Engineered enzyme and surface chemistry schematic. (a and b) Amino acid sequence (a) and schematic (b) of the cell-surface cutinase construct showing the extracellular cutinase region (green), HA tag (yellow), fractalkine stalk (pink), and β1 integrin tail (orange transmembrane portion and blue intracellular tail, mutated portion in italics). (c) Surface chemistry scheme beginning with 4-hydroxy-(3-mercaptopropyl)phenyl valerate coupled to maleimide-presenting monolayers. Cutinase-mediated removal of the valerate-protecting group renders a hydroquinone that can be switched to and from a benzophenone with an oxidizing or reducing potential, respectively. The presence of the switchable redox pair can be measured with cyclic voltammetry.

We reasoned that cells producing cutinase on their surfaces would likewise have the ability to interact with protected hydroquinone moieties that are presented from an underlying substrate to generate electronic responses. Moreover, because cutinase is a fungal enzyme, its display on mammalian cells represents a unique and specific pathway for interacting with materials. We illustrate a proof of this concept by detailing the design and stable expression of cell surface cutinase in mammalian cells, the design and synthesis of enzyme substrate electrode surfaces, and the electrochemical signal evolution that arises when cutinase-expressing cells are cultured in contact with these surfaces.

Results

To express cutinase on the surfaces of mammalian cells, we constructed a vector coding for a multidomain chimeric protein in which cutinase is projected away from the cell membrane on the end of a rigid stalk domain. Intracellularly, this protein consists of a short, nonfunctional, 20-aa anchor derived from the β1 integrin (Fig. 2 a and b). To construct this protein, we PCR-amplified Fusarium solani pisi cutinase from the vector pCut22b(-Z) (13) and subcloned it into a previously developed construct that displays the enzyme carbonic anhydrase on cell surfaces (see Materials and Methods) (14). In this prior construct, carbonic anhydrase is projected from the cell surface on the end of a rigid 26-nm-long stalk derived from human fractalkine. Fractalkine is an extracellular membrane-bound chemokine whose chemokine domain is similarly projected from the cell by the stalk domain. Cutinase subcloning into this construct produced the protein shown in Fig. 2b: cutinase linked via its C terminus to the fractalkine stalk, which is in turn anchored in the cell membrane by the C-terminal tail of β1 integrin. We also we inserted an antibody target, the hemagglutinin (HA) nonapeptide epitope tag, between the cutinase and stalk domains, and we mutated the β1 integrin tail to prevent dominant-negative effects from the chimeric integrin tail acting within focal adhesions (see Fig. 2a and Materials and Methods).

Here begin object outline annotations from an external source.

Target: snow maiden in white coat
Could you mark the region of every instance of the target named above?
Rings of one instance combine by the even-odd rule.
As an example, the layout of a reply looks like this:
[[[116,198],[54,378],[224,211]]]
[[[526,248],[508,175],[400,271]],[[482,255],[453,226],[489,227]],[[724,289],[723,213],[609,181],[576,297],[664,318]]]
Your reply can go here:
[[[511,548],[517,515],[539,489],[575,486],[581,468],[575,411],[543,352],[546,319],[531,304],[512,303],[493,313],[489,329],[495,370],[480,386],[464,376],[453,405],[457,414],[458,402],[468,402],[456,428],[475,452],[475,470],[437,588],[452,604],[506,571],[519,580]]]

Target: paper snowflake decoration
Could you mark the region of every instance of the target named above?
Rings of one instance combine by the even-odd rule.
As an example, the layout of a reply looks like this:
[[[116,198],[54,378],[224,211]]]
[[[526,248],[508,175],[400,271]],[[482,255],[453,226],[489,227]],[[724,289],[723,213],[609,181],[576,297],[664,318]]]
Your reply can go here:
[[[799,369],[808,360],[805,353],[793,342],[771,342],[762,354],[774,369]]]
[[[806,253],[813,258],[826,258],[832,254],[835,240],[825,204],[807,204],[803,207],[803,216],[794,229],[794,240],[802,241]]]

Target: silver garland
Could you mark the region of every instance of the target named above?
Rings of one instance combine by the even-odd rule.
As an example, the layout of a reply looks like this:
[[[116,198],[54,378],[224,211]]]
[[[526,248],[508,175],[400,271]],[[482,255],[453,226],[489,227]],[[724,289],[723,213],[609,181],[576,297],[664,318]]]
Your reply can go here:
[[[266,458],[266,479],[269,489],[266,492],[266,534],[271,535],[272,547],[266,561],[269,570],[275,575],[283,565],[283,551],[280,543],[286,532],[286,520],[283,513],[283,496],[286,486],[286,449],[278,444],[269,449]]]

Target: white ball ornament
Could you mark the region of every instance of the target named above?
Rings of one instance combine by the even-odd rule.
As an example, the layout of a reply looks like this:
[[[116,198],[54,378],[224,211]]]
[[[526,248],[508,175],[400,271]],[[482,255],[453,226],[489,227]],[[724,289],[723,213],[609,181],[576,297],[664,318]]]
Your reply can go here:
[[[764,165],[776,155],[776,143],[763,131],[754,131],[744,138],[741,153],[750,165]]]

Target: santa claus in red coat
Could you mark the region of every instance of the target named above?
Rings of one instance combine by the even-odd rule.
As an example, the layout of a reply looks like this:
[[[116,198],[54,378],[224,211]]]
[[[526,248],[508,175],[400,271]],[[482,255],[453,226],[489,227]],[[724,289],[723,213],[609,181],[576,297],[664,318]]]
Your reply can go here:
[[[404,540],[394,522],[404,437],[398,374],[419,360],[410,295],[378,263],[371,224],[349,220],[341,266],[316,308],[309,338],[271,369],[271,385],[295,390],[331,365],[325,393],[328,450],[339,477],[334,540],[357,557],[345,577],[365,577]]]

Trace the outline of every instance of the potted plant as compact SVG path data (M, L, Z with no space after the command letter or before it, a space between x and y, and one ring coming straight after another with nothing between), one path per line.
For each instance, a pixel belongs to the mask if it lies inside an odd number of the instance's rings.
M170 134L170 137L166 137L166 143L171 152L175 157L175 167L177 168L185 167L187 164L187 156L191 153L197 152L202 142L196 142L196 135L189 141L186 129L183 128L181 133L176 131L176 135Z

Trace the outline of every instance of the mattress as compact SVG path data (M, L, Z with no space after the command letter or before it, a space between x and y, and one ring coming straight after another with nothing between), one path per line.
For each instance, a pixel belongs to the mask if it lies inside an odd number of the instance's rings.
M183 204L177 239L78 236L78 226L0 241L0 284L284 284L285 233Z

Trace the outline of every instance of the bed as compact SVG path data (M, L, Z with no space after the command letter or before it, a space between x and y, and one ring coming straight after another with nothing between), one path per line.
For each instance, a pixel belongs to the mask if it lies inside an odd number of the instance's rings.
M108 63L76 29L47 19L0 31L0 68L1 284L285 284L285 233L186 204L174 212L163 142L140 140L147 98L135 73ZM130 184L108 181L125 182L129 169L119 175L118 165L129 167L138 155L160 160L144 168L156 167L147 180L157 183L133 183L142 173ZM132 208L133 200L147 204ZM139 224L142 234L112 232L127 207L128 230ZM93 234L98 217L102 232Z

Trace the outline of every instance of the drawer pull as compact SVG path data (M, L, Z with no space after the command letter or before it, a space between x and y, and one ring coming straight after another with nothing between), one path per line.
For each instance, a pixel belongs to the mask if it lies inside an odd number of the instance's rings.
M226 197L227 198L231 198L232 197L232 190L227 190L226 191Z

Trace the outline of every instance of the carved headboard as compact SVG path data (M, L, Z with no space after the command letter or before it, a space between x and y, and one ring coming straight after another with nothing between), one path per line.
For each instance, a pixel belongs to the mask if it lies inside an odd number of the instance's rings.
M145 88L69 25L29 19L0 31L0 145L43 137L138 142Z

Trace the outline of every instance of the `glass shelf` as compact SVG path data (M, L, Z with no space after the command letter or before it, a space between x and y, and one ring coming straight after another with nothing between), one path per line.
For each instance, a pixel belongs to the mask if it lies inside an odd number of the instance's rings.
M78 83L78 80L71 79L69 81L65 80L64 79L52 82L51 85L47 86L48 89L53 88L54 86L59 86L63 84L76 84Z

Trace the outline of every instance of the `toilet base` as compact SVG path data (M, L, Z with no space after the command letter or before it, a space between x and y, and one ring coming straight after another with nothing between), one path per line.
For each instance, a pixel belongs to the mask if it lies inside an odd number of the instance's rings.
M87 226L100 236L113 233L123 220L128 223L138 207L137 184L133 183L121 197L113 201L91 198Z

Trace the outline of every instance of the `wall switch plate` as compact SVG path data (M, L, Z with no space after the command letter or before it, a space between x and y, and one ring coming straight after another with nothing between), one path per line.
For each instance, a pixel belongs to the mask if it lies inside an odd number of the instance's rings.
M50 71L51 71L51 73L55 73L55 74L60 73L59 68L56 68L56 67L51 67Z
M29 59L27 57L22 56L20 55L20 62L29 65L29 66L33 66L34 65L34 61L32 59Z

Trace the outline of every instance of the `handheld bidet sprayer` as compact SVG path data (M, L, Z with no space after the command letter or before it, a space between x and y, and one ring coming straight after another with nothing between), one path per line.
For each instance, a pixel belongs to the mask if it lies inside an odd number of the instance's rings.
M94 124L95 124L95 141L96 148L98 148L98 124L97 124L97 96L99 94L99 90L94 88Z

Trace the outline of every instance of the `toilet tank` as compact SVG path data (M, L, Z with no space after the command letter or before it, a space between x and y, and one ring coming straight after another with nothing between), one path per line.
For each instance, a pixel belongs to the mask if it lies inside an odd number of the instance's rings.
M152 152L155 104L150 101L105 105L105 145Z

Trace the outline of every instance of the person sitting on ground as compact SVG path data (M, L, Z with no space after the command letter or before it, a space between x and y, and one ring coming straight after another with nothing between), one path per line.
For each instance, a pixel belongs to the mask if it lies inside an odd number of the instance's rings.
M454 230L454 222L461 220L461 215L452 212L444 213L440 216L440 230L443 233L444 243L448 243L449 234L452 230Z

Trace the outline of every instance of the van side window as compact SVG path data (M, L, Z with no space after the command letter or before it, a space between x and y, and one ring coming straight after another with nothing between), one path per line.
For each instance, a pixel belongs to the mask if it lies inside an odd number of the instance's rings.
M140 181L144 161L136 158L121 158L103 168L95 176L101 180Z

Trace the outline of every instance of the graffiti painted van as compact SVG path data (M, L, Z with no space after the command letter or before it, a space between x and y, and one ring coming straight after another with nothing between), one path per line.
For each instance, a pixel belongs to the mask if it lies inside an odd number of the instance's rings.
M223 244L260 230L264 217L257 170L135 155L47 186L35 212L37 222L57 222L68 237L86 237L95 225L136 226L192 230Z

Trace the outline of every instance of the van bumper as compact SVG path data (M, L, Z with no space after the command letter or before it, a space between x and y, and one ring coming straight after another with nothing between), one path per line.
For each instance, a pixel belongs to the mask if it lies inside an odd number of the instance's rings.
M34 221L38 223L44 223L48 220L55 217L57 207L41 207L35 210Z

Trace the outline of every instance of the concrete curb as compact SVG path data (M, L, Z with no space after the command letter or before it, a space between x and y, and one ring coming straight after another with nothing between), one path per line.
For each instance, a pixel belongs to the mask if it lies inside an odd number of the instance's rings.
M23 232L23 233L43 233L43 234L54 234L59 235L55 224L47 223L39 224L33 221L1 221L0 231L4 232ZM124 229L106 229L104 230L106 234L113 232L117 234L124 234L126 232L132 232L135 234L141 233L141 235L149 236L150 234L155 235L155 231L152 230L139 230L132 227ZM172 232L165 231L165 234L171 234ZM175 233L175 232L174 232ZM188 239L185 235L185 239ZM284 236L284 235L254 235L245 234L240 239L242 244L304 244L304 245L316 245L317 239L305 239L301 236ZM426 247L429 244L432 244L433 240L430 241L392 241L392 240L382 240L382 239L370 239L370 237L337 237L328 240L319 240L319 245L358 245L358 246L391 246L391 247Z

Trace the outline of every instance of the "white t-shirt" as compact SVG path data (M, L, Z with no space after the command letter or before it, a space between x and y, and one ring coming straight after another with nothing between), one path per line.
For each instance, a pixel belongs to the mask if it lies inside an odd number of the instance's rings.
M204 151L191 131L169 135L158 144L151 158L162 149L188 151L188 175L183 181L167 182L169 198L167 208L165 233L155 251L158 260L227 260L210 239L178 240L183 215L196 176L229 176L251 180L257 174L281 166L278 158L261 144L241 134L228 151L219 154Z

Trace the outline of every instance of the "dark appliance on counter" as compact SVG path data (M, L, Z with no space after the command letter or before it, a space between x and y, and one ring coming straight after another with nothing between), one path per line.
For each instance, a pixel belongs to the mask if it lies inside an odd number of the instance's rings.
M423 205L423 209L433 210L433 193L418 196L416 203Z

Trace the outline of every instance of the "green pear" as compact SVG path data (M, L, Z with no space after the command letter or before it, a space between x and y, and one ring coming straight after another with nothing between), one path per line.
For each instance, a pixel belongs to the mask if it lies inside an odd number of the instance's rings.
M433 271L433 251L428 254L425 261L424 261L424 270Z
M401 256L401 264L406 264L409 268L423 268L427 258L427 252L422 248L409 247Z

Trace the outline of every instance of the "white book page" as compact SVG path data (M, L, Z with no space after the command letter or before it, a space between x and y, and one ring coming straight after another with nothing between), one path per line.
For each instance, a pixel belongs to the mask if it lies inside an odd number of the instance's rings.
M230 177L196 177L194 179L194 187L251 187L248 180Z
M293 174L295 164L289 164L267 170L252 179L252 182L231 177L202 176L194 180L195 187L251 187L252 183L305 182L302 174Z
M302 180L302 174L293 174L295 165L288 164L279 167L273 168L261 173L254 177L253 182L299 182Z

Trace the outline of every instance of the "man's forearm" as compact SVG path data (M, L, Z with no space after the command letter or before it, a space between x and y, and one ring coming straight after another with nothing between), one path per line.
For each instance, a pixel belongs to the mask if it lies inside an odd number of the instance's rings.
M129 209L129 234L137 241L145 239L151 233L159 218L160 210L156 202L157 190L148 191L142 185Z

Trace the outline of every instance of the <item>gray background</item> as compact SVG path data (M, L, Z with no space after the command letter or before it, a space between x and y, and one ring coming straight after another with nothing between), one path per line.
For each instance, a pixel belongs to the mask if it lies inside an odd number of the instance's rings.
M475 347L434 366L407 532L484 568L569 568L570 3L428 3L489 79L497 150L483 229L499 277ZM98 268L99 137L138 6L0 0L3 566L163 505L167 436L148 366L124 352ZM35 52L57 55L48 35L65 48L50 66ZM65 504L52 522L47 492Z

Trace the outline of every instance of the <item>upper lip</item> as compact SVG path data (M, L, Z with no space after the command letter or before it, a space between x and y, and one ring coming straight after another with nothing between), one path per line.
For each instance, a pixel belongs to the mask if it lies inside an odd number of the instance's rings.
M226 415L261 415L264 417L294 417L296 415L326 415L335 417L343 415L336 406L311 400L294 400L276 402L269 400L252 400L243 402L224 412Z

Chinese hamster ovary (CHO) cells express this cutinase construct after transfection with Trojene transfection agent (Avanti Polar Lipids). Immunostaining with mouse anti-HA and anti-mouse-FITC showed that cutinase was expressed and localized to the extracellular side of the membrane, because nonpermeabilized cells exhibited the same level of expression as cells permeabilized with 1% Triton X-100. Nontransfected cells showed negligible antibody staining. Furthermore, stably transfected cells appeared to attach, spread, and proliferate at rates indistinguishable from untransfected cells, indicating that the construct’s cytoplasmic domain is not likely to interfere significantly with the cell’s native attachment machinery (Fig. 3a and b; see also the supporting information, which is published on the PNAS web site). Transiently transfected cells were propagated in selection medium (see Materials and Methods), and, after two rounds of fluorescence-assisted cell sorting, a stably transfected cell line was produced (85% stably transfected, as estimated by immunostaining) (Fig. 3a). We refer to this line as CHO-CUT cells.

Fig. 3.

Fig. 3.

Characterization of transfected cells. (a and b) Stably transfected CHO-CUT cells (a) were highly fluorescent upon staining with mouse anti-HA tag and anti-mouse IgG-FITC in comparison with untransfected CHO cells (b). Shown are overlays of fluorescence and phase-contrast images. CHO-CUT cells also attached and spread in the same manner as untransfected CHO cells. (c) Cutinase activity of cells suspended in PBS at 100,000 cells per ml was much greater for CHO-CUT cells than for CHO cells. (d) Western blotting showed the expression of the full-length cutinase construct.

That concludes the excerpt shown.